Kirkus Reviews QR Code
18 MINUTES by Peter Bregman

18 MINUTES

Find Your Focus, Master Distraction, and Get the Right Things Done

by Peter Bregman

Pub Date: Sept. 28th, 2011
ISBN: 978-0-446-58341-1
Publisher: Business Plus/Grand Central

Successful people can get even more out of life and work by mastering distraction and following a few supposedly simple rules. 
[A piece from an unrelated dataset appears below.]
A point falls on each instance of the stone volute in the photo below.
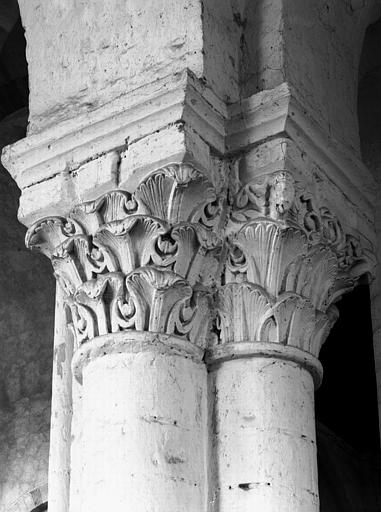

The 18 minutes in Harvard Business Review columnist and business consultant Bregman’s (Point B: A Short Guide to Leading a Big Change, 2007) plan, not revealed until well into the book, include one minute every working hour to contemplate how effectively the carefully plotted previous hour was used and what’s in store for the next. This ritualistic hourly refocusing exercise should be prompted by a pre-programmed phone, computer or watch alert. There will also be just enough time to ponder, “Who am I?” The author's method accounts for a daily eight minutes during work, sandwiched between five minutes in the morning to plan ahead and another five at night to candidly review how it went. Do it faithfully and success will follow or increase. Many chapters in this formulaic guide begin with anecdotes that lead to some larger point and are topped off with a chapter-ending homily. Emphasis is placed on shutting out distraction, as in refusing to cede precious seconds to people or things that don’t really matter in one’s yearly, daily, and minute-by-minute plan. Bregman's writing style is lucid if somewhat self-congratulatory. That prospective practitioners of the author’s program are intelligent, talented and ambitious is assumed. Only one lower-order person appears in the book, a night janitor with a sense of achievement for making an office look clean. The author, a Princeton graduate and self-made man, seems to find this hard to credit. Irritating on many levels, but loosely based on an underlying truth that thought should precede action.